After 15 years of great success, one of the most recognisable “massively multiplayer online role playing games” (referred to by the clunky acronym MMORPG) World of Warcraft released a “vanilla” (non-updated) version of the game this summer. Famous YouTubers and streamers quickly rejoined their old friends, while thousands of people flood their channels and waited for hours to log in to the same servers as them.
As it turns out, however, you can have too much of a good thing — the servers became overcrowded from the second you pressed “Enter World”. For some English “realms” the waiting queue was over 10,000 people with an estimated wait time of nearly 10 hours. Even daytime weekday queues were going as far as 8,000 players.
“I was logging in at around 8am, while most people were still sleeping, and never logging out,” one player shared. ”Even when not actually playing, I was pressing a button once in a while in order not to get kicked out because I knew that once logged out, I stood no chance of logging in again on the same day.”
Other players shared stories of their dedication in the game’s chat feature, such as calling their boss to reschedule a meeting due to the long queues, or using excuses such as “my wife is waiting for me” and “I have to go get my kids in an hour” in order to be left to “gather” virtual resources before other players.
Classic Revival
Initially launched in 2004, World of Warcraft (WoW) is considered the first current-generation MMORPG. With an impressive immediate interest, it hit all charts and became the most popular MMORPG by the end of 2009 with nearly 10 million frequent players. By 2014 the number of registered players jumped over a hundred million, and by 2017 the game had become one of the highest-grossing video game franchises of all time.
Under seven different expansions, better graphics were developed, thousands of new features added, and new “lores” introduced. However, as more levels and quests were added, developer Blizzard Entertainment eased some of the in-game processes. Faster travelling and leveling up, easier ways of finding groups and making money and other changes were made, leaving some to yearn for the hands-off, laissez-faire programming of earlier versions. This demand eventually led to a Vanilla release of the game in August 2019, called WoW Classic.

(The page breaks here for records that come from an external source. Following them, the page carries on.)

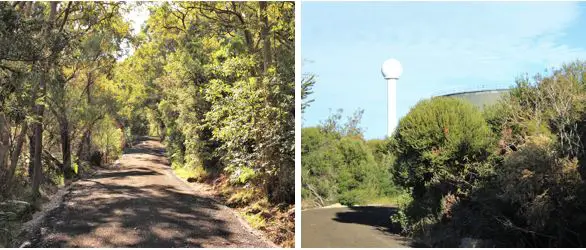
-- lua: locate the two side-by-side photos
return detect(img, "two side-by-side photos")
[0,1,586,248]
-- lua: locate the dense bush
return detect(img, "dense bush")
[391,97,494,238]
[394,62,586,247]
[301,112,399,206]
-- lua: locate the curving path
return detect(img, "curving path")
[301,206,409,248]
[32,139,274,248]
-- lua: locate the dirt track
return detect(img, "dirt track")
[32,140,272,247]
[301,207,409,248]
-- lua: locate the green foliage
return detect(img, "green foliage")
[116,2,295,203]
[393,62,586,247]
[391,97,494,237]
[301,111,400,206]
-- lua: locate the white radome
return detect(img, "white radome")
[381,58,403,79]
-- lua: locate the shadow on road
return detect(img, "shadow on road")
[33,138,247,248]
[333,206,401,234]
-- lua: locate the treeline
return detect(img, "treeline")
[301,109,404,207]
[389,61,586,247]
[116,2,295,246]
[0,2,129,201]
[116,2,295,204]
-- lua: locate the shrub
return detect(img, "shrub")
[391,97,494,232]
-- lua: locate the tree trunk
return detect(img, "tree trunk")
[32,72,46,198]
[60,118,75,179]
[0,113,10,183]
[28,135,35,179]
[32,2,58,198]
[258,1,272,73]
[5,121,28,189]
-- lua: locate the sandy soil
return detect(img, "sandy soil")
[31,140,274,247]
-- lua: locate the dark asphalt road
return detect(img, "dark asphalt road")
[301,207,409,248]
[32,140,271,248]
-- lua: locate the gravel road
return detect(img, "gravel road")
[31,139,274,248]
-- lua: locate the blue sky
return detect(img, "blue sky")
[301,2,586,139]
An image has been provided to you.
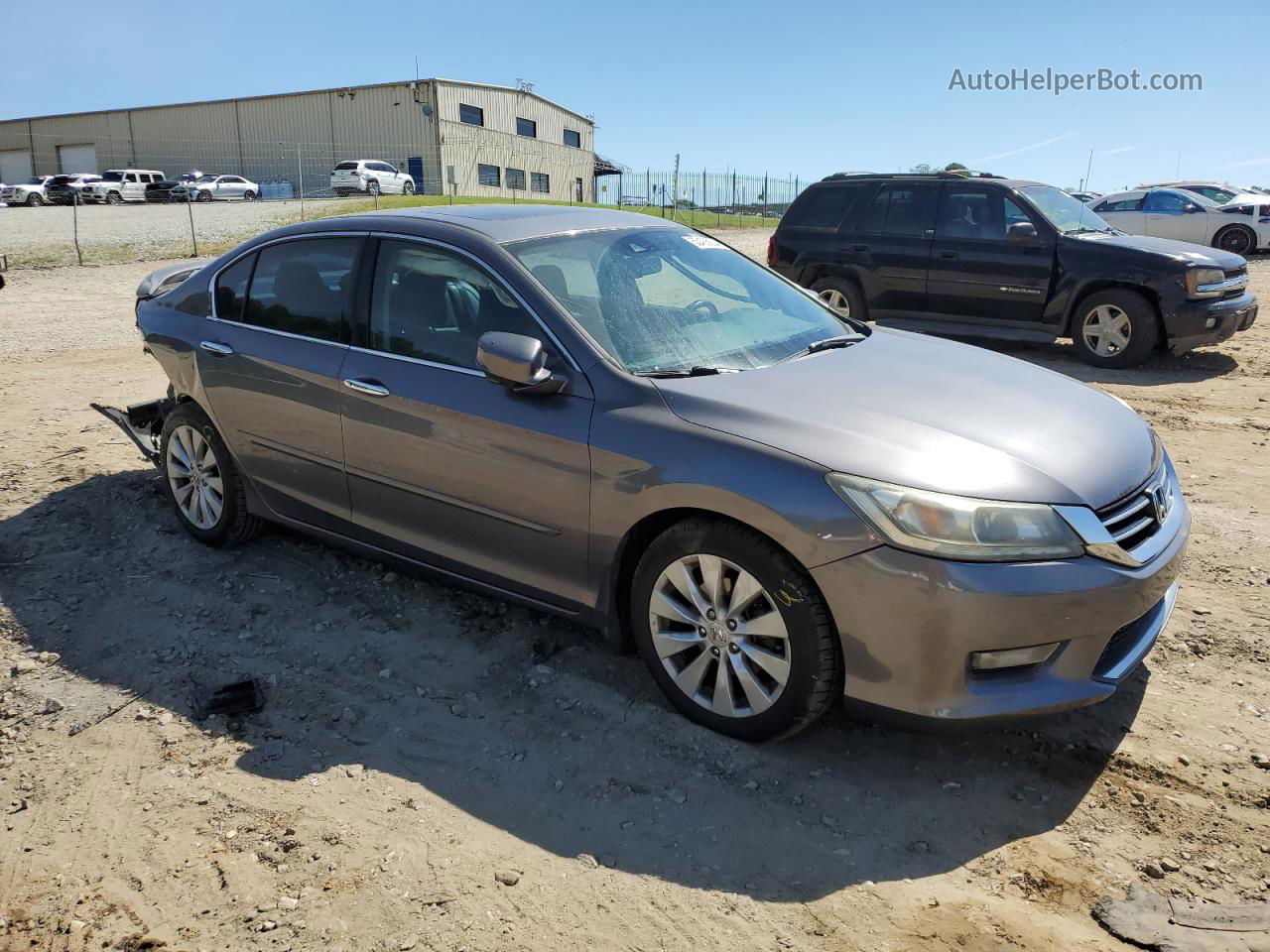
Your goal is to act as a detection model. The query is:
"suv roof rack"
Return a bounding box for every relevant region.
[821,169,1004,181]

The Study of Scarce Resources
With the game, and especially the reaching of the final 60th level, being quite the priority for so many, people realised they needed a bit of an order. Some quests require the gathering of a single item at a particular location that can be obtained by only one person at a time and everyone else should wait for it to respawn. At first, people were going for the “first come, first served” principle. However, soon they realised it was going to take too long, so players proposed to queue in line. Soon, an entire cave was full of characters strictly lined up and patiently waiting for their turn to obtain the object. Whenever a new person appeared and went to the front, everyone “yelled” at them to go to the back of the line.

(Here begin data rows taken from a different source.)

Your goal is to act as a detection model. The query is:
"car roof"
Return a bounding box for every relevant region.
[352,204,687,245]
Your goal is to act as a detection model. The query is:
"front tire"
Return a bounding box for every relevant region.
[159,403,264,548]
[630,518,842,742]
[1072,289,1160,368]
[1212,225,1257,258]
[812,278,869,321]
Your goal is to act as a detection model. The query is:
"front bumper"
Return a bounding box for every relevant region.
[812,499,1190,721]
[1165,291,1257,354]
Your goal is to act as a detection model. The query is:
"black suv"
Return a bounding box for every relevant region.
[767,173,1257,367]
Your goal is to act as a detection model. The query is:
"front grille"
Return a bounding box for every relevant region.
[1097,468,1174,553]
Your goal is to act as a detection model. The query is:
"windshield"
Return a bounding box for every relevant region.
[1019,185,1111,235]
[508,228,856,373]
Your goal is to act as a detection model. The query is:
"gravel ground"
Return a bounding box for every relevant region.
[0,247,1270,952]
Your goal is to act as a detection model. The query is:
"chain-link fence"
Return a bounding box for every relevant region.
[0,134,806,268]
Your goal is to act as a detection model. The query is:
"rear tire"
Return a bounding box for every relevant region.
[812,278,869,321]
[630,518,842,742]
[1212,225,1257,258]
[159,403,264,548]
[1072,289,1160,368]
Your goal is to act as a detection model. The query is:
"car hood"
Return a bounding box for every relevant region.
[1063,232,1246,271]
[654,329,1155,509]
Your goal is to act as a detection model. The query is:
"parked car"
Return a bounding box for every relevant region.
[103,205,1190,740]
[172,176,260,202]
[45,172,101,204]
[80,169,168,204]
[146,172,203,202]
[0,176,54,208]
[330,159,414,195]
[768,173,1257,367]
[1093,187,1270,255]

In case a monster should have been killed, people were creating groups, and group leaders waited on queues. Once their turn, the group gathers, kills the monster and leaves. If the quest is harder, people start searching for others doing the same thing, so they can help each other. Some of the quests are also written in a more subtle way, and since in this version you do not have a “quest helper” indicating where to go and what to do, instead of searching the internet, most people ask on the in-game chat for instructions, creating a very social friendly environment.

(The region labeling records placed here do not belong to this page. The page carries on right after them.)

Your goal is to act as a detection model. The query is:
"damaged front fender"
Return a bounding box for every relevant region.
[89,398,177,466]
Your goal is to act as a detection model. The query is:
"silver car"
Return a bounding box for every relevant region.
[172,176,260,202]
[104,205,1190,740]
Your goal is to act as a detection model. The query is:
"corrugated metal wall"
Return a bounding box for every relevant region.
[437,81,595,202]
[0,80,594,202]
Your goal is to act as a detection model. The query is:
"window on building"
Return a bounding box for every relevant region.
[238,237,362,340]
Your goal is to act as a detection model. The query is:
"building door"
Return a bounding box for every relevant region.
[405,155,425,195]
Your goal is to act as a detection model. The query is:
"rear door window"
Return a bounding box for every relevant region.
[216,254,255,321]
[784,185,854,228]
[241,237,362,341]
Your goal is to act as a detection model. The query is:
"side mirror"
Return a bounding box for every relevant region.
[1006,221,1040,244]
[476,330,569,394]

The miracle of it all is that these interactions were not designed to take place — instead they occurred spontaneously through the organisation of the players. The result is perhaps a bit more faith in humanity’s inherent tendency toward order and cooperation.
This isn’t the first time WoW has provided a study of human behaviour, however. Some researchers use popular video games as a model of real (or at least non-virtual) world behaviour, by setting up certain situations and examining the players’ reactions.
The concept was introduced back in the early days of WoW after the so called “Corrupted Blood Incident”.
The idea was drawn from a “quest,” in which players were required to band together to kill a specific creature, with the ability to infest both characters and their companions with a deadly contagious curse — Corrupted Blood. One group of hunters decided to purposefully infect their pets, dispawn them, and respawn them in one of the busiest cities in the virtual world, which resulted in everyone quickly getting infected. Thus, a virtual Black Death was accidentally created.
The case soon drew the attention of epidemiologists, who compared it to SARS, bird flu or a bio-terrorism attack, thus opening up the idea of the use of virtual worlds to predict the effects of a disease outbreak. While computer models can map the spread of a disease, unlike virtual worlds or real life, they can’t predict the behaviour of the hosts. The Corrupted Blood Incident, meanwhile, ran the gamut of human reactions — some players selflessly rushed to help, others fled cities or tried to deliberately infect other players.
“Human behaviour has a big impact on disease spread,” Tufts University Research Professor Nina Fefferman told the BBC after the incident. “And virtual worlds offer an excellent platform for studying human behaviour.”